Monday, August 18, 2008

Why “The cost of fuel will continue to rise” is a lie – and why it means you must start making your own fuel at home.

It seems like every day now I read or here somewhere some luminary saying that no matter what the cost of fuel will continue to rise. The fact is that’s a lie. Let me qualify that; I can say for certain that the cost of fuel does not have to rise, it’s a choice.

Since the summer the fuel you buy at the pump whether gasoline or diesel is blended 5% with biofuel – ethanol in the case of gasoline and biodiesel in the case of diesel. As part of the governments plan this will be progressively increased over the coming years to 20%.

Simply put that means that 20% of the fuel that goes into your tank will not be dependant on the price of fossil oil. But will that mean that the cost of the fuel you put in your tank goes down by 20%. Sadly no. In fact you’ll be lucky if it just stays the same.

Why? Afterall biofuel is cheap and easy to make. It can be made locally from local waste products removing transpostation costs and waste processing costs. Duty on biofuel is discounted – so why won’t the price of fuel go down like it should?

Your government has a vested intrest in maintaining the cost of fuel – it is one of the highest reliable tax earners in the governments arsenal. They know that after a century of promoting private car ownership and use they have created a captive market of fuel users. We have followed their advice and built our career choices, social lives and family lives around the automobile and the fuel it runs on.

Fuel Duty in the UK is £0.5035 per litre (2.2890/imperial gal or £1.91/US gal). Value Added Tax (VAT), currently at 17.5%, is also charged on the price of the fuel and on the duty. At a pump price of 128.8p/litre (typical for diesel as at May 2008), this would put the combined tax at 69.53p/litre, or approximately USD$5.20 per US gallon. Thus without tax, the retail price would be 59.26p per litre, making a combined tax rate of 117%. Fuel taxes in the United States vary by state. For the first quarter of 2008, the average state gasoline tax was 28.6 cents per US gallon, plus 18.4 cents per US gallon federal tax making the total 47 cents per US gallon (56 ¢/imperia gal; 12.4 ¢/L). For diesel, the average state tax is 29.2 cents per US gallon plus an additional 24.4 cents per US gallon federal tax making the total 53.6 cents US per gallon (64.3 ¢/imperial gal; 14.2 ¢/L).
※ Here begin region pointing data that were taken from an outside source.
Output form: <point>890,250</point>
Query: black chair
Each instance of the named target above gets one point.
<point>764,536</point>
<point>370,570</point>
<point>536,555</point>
Why else do you imagine with two viable, long range performance electric cars now available from two manufacturers (the UK Lightning and the US Tesla) that the government hasn’t leapt into action to promote the technologies they have developed, to subsidise their manufacture to ensure that we all drive clean green machines? Because with your garage roof covered in solar cells and a usable electric car in the garage you don’t have to pay them a bean!
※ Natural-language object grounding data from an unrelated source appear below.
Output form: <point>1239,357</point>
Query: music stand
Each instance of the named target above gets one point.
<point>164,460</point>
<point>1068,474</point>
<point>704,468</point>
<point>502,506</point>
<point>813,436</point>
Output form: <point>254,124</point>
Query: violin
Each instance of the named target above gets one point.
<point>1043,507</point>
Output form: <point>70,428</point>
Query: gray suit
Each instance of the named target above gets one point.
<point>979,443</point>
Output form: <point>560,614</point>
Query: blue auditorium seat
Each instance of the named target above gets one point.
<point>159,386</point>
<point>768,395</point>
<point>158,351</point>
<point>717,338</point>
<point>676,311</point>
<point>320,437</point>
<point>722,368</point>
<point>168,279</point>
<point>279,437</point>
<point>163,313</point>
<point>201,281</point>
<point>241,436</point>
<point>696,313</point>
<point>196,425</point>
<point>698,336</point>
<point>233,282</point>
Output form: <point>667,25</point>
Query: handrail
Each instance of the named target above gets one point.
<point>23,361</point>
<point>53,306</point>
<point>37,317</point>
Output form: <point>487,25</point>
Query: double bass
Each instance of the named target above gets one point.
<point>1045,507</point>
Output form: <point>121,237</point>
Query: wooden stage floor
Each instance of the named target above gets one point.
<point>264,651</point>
So instead the government will continue to charge up to 117% tax on fuel - regardless of what actually goes into your tank.

Fortunately whatever side of the atlantic you are on there IS something you can do about it. You can make biodiesel at home, you can even make ethanol at home. All the equipment you need can be purchased or assembled from £200/$400 upwards, the consumable supplies easily ordered online and the process in each case takes no more than a couple of hours in the weekend. The government even sanctions home production tax free (because they know most people won’t bother).

However unless you make biodiesel or make ethanol at home you are surrendering your self to a future or spiralling fuel costs, 85% of which will be government tax.

And consider this; the average cost of homemade biodiesel and ethanol is around £1/$2 per gallon, which if you do some simple napkin maths means Joe Average could easily save £2000 / $4000 per year, every year, and that’s just the average value.